Yttrium-90 Radioembolization for Liver-Dominant Metastatic Prostate Cancer: A Case Series.

机构信息

Department of Diagnostic Imaging and Interventional Radiology, H. Lee Moffitt Cancer Center, Tampa, Florida; Medical Imaging Centre, Semmelweis University, Budapest, Hungary.

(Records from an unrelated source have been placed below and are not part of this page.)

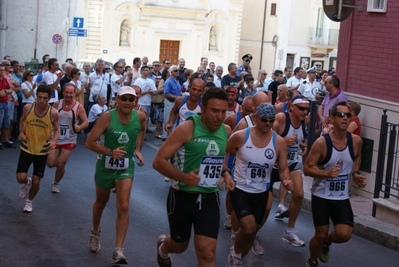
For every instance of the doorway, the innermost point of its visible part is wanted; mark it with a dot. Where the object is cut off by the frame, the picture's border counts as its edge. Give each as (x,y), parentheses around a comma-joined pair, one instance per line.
(169,49)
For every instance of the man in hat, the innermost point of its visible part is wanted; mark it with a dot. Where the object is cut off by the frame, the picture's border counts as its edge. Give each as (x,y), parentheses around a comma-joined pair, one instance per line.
(256,150)
(246,60)
(232,105)
(310,86)
(123,130)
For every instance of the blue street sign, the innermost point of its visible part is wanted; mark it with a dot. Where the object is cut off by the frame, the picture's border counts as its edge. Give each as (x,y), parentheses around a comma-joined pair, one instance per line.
(77,32)
(78,22)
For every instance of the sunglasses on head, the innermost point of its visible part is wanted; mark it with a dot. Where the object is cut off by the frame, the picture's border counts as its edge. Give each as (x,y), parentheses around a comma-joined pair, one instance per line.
(269,120)
(343,114)
(124,99)
(302,108)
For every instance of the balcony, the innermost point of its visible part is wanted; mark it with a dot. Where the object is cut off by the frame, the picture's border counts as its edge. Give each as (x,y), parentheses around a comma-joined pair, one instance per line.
(323,38)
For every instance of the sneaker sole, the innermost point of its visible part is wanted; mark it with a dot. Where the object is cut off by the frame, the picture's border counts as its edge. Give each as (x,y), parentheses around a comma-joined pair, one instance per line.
(289,242)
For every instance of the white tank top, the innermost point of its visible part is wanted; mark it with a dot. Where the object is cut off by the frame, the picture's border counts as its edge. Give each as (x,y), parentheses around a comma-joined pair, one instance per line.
(253,165)
(67,120)
(335,188)
(231,112)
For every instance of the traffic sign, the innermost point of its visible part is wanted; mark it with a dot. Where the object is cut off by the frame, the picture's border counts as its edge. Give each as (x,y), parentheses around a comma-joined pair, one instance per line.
(77,32)
(78,22)
(57,38)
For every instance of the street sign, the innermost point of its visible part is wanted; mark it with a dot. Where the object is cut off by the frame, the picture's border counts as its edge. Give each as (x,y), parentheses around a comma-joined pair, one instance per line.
(57,38)
(78,22)
(77,32)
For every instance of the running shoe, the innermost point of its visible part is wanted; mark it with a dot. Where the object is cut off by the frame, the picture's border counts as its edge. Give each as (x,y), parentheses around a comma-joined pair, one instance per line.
(227,223)
(118,257)
(310,263)
(28,207)
(257,248)
(55,188)
(233,261)
(282,212)
(24,190)
(230,245)
(325,252)
(293,239)
(94,242)
(163,262)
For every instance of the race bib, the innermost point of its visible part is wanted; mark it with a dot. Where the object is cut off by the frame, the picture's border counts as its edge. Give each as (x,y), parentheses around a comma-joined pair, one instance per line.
(64,132)
(210,169)
(257,173)
(337,188)
(116,164)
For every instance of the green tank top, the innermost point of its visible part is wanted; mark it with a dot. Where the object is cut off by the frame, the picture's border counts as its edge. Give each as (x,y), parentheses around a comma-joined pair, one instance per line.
(205,151)
(115,136)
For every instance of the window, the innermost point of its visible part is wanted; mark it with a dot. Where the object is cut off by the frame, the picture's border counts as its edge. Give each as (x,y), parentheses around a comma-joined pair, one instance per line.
(377,6)
(273,10)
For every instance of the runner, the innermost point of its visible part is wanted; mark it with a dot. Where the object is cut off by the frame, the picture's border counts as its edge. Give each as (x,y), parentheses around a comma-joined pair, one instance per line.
(198,146)
(121,131)
(37,122)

Department of Diagnostic Imaging and Interventional Radiology, H. Lee Moffitt Cancer Center, Tampa, Florida.

出版信息

J Vasc Interv Radiol. 2022 Sep;33(9):1061-1065. doi: 10.1016/j.jvir.2022.05.023.

Abstract

Transarterial radioembolization (TARE) with yttrium-90 glass microspheres is widely used to treat primary and secondary malignancies in the liver. However, the safety and efficacy of TARE in patients with liver-dominant metastatic castration-resistant prostate cancer (mCRPC) is unknown. A proof-of-concept, retrospective analysis of 7 consecutive patients with liver-dominant mCRPC who were treated with TARE was performed. The median overall survival was 27.2, 32.1, and 108.1 months from the time of TARE, the diagnosis of liver metastases, and initial cancer diagnosis, respectively. The median liver progression-free survival was 7.3 months. No grade 3 or higher adverse effects were noted. TARE was found to be a safe and effective tool for treating patients with liver-dominant mCRPC in this limited cohort.

摘要

经动脉放射性栓塞术(TARE)联合钇-90 玻璃微球被广泛用于治疗肝脏原发性和继发性恶性肿瘤。然而,对于肝脏转移去势抵抗性前列腺癌(mCRPC)患者,TARE 的安全性和有效性尚不清楚。本研究回顾性分析了 7 例接受 TARE 治疗的肝脏转移去势抵抗性前列腺癌患者,这是一项概念验证研究。从 TARE 治疗时间、肝转移诊断时间和初始癌症诊断时间开始,患者的中位总生存期分别为 27.2、32.1 和 108.1 个月。中位肝脏无进展生存期为 7.3 个月。未观察到 3 级或更高级别的不良反应。在这个有限的队列中,TARE 被发现是治疗肝脏转移去势抵抗性前列腺癌患者的一种安全有效的工具。